Tests are in: t6500-strings.pl Without patch, we get a hang. With patch, we get criticals: | (/home/welinder/gnome/gnumeric/src/.libs/lt-ssconvert:18729): gnumeric:read-WA RNING **: File is most likely corrupted. | (Condition "q->length - 8 >= in_len" failed in excel_read_LABEL.) These appear to relate to all the long strings.
I am tempted to release a new version today with or without fixes for the long-string issue. I don't think that issue is new.
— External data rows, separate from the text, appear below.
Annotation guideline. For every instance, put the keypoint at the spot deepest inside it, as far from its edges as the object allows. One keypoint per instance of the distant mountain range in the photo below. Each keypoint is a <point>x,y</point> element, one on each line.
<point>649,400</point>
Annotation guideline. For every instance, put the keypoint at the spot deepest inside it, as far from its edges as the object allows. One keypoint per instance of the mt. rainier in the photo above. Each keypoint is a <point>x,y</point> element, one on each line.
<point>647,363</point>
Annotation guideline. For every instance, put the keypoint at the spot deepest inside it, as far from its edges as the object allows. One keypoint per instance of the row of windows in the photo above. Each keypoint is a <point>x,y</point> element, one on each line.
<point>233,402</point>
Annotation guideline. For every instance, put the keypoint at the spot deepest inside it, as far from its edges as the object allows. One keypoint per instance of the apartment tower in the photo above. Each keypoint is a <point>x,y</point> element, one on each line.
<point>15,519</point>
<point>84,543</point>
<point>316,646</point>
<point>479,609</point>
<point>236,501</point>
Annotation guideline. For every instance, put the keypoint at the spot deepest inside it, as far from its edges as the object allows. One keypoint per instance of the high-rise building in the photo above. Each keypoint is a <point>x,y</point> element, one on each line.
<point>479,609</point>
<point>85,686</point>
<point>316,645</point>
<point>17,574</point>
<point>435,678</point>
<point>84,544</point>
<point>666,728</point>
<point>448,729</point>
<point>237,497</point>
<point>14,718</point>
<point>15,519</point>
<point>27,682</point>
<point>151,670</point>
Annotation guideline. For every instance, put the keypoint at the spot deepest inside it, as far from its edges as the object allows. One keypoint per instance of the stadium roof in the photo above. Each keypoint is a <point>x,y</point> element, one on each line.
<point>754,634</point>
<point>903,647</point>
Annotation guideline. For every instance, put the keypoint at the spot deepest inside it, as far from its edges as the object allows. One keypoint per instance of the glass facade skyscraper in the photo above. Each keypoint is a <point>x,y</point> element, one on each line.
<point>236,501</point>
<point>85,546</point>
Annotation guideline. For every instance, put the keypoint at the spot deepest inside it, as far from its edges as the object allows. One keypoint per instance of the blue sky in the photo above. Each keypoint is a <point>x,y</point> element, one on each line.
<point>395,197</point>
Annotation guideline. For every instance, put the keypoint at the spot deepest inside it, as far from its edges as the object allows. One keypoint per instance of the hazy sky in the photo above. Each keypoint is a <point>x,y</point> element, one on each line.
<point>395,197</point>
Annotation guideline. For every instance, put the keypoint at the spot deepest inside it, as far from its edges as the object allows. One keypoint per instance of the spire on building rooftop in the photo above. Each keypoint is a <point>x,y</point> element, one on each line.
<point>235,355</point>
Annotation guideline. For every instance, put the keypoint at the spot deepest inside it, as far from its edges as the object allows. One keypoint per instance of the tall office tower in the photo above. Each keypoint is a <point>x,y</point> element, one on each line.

not new, but a bit critical, at least for people using .xls. We probably also need to adjust the saved length (just guessing).
The majority of the biff7 streams we write are never read. They sit in dual-format streams and only the biff8 is ever read. The hang is much, much worse.
LOcalc correctly imports the xls file we export with the long strings, so this is an issue with our import code. I'd vote for applying the patch, and fix the read code when possible.
The problem might be on the read side, i.e., we may not handle BIFF_LABEL_v2 with continuation records right. LO can read the files we produce, but truncates the strings at ~2k characters. I think they fails to consider multiple continuation records. I'll have to check if XL can read our files. Biff read code 0x204, length 8 Opcode 0x204 length 8 malloced? 0 Data: 0 | 05 00 01 00 17 00 10 27 XX XX XX XX XX XX XX XX | .......'******** (/home/welinder/gnome/gnumeric/src/.libs/lt-ssconvert:21777): gnumeric:read-WARN ING **: File is most likely corrupted. (Condition "q->length - 8 >= in_len" failed in excel_read_LABEL.) Biff read code 0x3c, length 2078 Opcode 0x3c length 2078 malloced? 0 Data: 0 | 61 62 63 64 61 62 63 64 61 62 63 64 61 62 63 64 | abcdabcdabcdabcd 10 | 61 62 63 64 61 62 63 64 61 62 63 64 61 62 63 64 | abcdabcdabcdabcd 20 | 61 62 63 64 61 62 63 64 61 62 63 64 61 62 63 64 | abcdabcdabcdabcd 30 | 61 62 63 64 61 62 63 64 61 62 63 64 61 62 63 64 | abcdabcdabcdabcd
Patch pushed.
Excel is happy with the xls we create, so LO is buggy too.
The even byte number is a necessity in the unicode case. But not in other cases.
The read side of v7 labels has been fixed. Let's consider this fixed. Any fallout from the tests should get their own bugs.